Usually the only time Americans hear about Iceland is when some intrepid traveler returns to regale us with tales of lunar-like landscapes, stunningly fresh air and endless miles of unspoilt beautiful expanses. Now Iceland, making headlines on The Wall St. Journal, The New York Times, CNN, BBC, and others, returns to our attention as what the British press are calling a “test case” of failed capitalism. Pay attention America. In the past week, all three of Iceland’s biggest banks have essentially collapsed and been taken over by the government. Stock trading has been suspended, and a war of words is happening between Iceland’s banking czars and the Brits over the possibility that Iceland will not secure the money many Brits placed in another Icelandic bank, Icesave. By this time next month, it is betting odds that the Icelandic Kronur will be an historical relic, the IMF will have bailed them out, and the adoption of the Euro near inevitable. Not to mention all those typical bailout conditions the IMF levels to the Third World like stringent “austerity measures” and other cheerful sounding destructors of formerly independent people around the world.

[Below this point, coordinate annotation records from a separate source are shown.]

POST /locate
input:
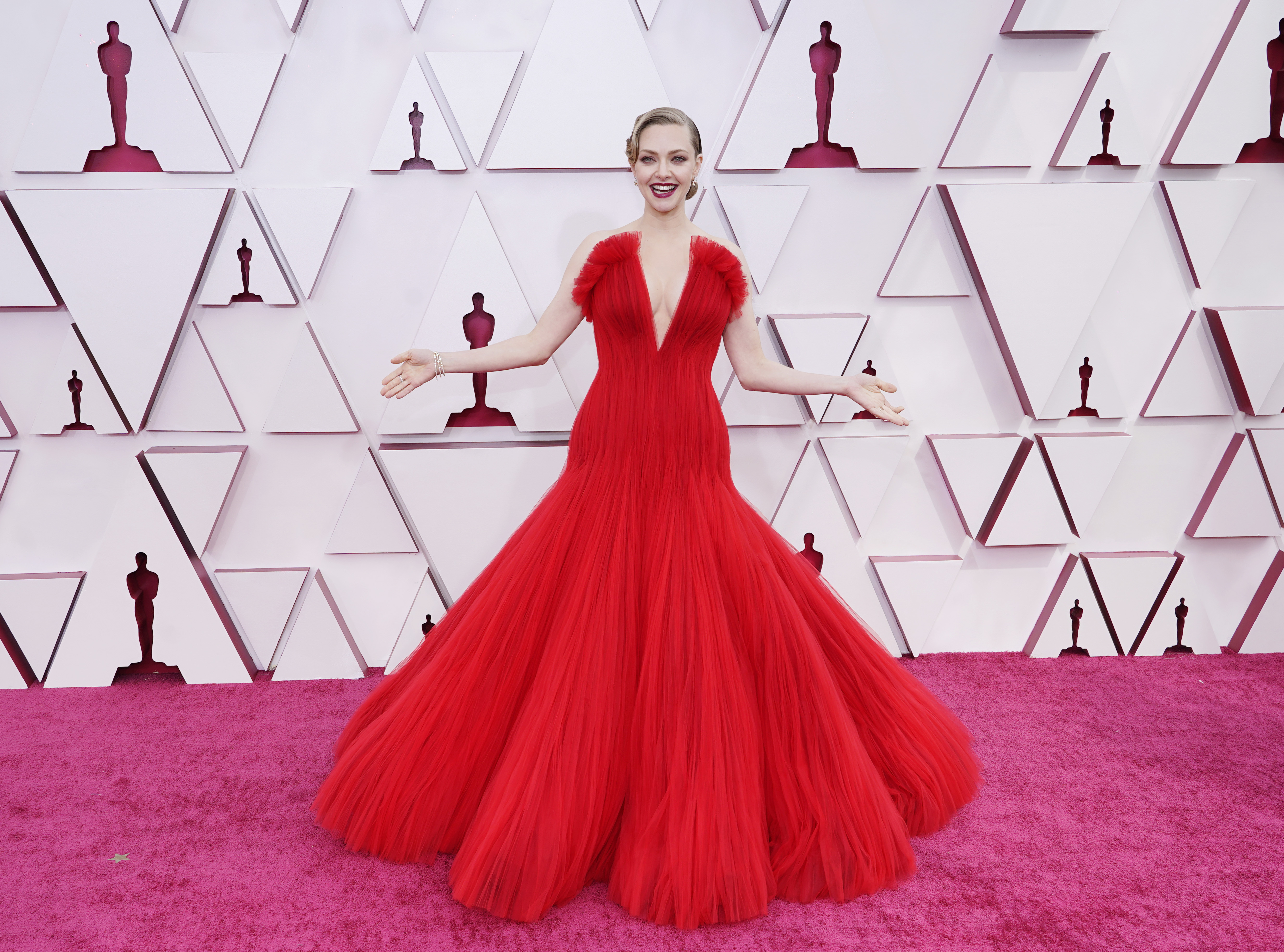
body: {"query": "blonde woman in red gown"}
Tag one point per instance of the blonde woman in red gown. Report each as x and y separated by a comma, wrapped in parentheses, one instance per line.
(649, 686)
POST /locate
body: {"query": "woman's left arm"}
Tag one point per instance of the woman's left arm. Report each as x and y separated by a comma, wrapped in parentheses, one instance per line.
(757, 372)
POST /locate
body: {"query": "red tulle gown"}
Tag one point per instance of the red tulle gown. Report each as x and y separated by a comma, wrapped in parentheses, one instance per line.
(649, 686)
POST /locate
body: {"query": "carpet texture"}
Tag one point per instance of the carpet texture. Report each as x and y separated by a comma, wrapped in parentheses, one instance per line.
(1131, 804)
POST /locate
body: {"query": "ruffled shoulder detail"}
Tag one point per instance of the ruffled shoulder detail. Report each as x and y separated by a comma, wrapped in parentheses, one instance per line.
(608, 252)
(717, 257)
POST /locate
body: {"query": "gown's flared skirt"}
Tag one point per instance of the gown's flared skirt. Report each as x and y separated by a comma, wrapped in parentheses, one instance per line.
(685, 710)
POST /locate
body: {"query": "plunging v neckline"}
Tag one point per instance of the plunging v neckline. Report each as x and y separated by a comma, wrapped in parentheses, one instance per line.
(682, 294)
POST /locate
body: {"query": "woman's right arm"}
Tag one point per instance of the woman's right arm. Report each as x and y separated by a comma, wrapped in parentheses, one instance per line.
(528, 350)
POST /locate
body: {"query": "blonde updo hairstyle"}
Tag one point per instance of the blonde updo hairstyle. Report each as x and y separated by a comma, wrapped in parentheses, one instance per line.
(664, 116)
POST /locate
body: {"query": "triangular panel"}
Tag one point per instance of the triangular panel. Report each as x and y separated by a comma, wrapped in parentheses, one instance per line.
(370, 520)
(476, 85)
(310, 398)
(589, 78)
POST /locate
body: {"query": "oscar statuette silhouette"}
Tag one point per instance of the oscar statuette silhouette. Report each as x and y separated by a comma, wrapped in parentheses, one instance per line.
(243, 256)
(1272, 147)
(813, 559)
(1182, 611)
(417, 129)
(825, 56)
(479, 328)
(144, 586)
(75, 385)
(1085, 375)
(1103, 157)
(1077, 615)
(116, 58)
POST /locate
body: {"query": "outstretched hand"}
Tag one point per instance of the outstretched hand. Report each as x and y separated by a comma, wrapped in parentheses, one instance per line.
(417, 368)
(868, 392)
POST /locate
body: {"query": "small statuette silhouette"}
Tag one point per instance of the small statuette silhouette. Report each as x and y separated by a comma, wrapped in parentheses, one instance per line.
(1077, 614)
(417, 129)
(863, 414)
(479, 328)
(1085, 375)
(1105, 157)
(1272, 148)
(813, 559)
(143, 586)
(822, 153)
(243, 256)
(115, 58)
(1182, 611)
(75, 385)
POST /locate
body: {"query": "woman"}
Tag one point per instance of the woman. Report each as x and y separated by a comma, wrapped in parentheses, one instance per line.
(649, 686)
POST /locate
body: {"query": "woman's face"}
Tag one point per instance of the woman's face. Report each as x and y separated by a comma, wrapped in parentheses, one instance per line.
(667, 166)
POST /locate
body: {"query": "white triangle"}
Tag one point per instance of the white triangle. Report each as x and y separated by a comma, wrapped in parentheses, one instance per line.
(1132, 129)
(262, 601)
(224, 274)
(1083, 466)
(1237, 502)
(1232, 103)
(197, 482)
(35, 607)
(237, 86)
(868, 113)
(56, 411)
(589, 78)
(491, 491)
(374, 593)
(414, 11)
(917, 589)
(1131, 584)
(928, 264)
(370, 520)
(974, 469)
(126, 262)
(818, 344)
(476, 85)
(762, 217)
(72, 113)
(171, 12)
(21, 284)
(310, 398)
(1032, 515)
(989, 133)
(1056, 634)
(865, 466)
(1029, 238)
(304, 222)
(811, 506)
(1261, 629)
(536, 397)
(319, 646)
(293, 12)
(397, 144)
(1205, 214)
(763, 460)
(103, 633)
(427, 605)
(744, 407)
(1103, 394)
(1269, 446)
(648, 9)
(1256, 343)
(193, 397)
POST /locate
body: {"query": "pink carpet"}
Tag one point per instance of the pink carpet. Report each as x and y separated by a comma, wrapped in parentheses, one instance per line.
(1131, 804)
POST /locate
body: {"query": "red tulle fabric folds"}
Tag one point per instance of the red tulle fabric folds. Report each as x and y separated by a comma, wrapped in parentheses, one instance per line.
(649, 686)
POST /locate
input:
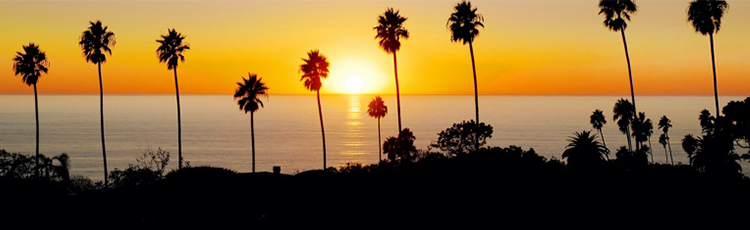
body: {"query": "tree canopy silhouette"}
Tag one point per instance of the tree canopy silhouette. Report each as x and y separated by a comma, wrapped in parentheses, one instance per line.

It is now becoming clear that Iceland, (a country so fiercely proud of its identity that the novel Halldor Laxness, 1955 recipient of the Nobel Prize in literature won for was appropriately titled, “Independent People”) is no more independent in almost any but the most perfunctory ways. This is because the criminal class who privatized the banking system, creating for the first time since the Middle Ages a class of ultra-rich who could afford to buy soccer clubs in England, and get Elton John to sing at their birthday parties, are now begging Russia to lend them 4 billion Euros (5.8 billion dollars) to help them weather a crisis they caused. On top of that it is near certain that the IMF will step in like they have done in many countries and extract further concessions sure to be painful to that delicate ego which clings to a proud independent streak.

In other countries, a “throw the bums out!” mentality would be heard and swiftly acted upon. So far, nothing of the sort is playing out here. That might be because since gaining their independence from Denmark in 1944, the Independence Party, which has dominated the political scene since then, cunningly plays right into the myth of Icelanders as an independent people that Laxness so beautifully wrote about almost 60 years ago. But the nostalgic retention of such an image is dangerous. Especially when reality bites. Holding on to this image, by constantly allowing the Independent Party to rule, even in coalition with other parties, only insures that so long as it’s done under the guise of maintaining this myth of independence, Icelanders will close their eyes to the apparent thievery that goes on under their noses. They would do well to try something new. Quickly.

Rev. José M. Tirado is a poet, priest and writer finishing a PhD in psychology while living in Iceland.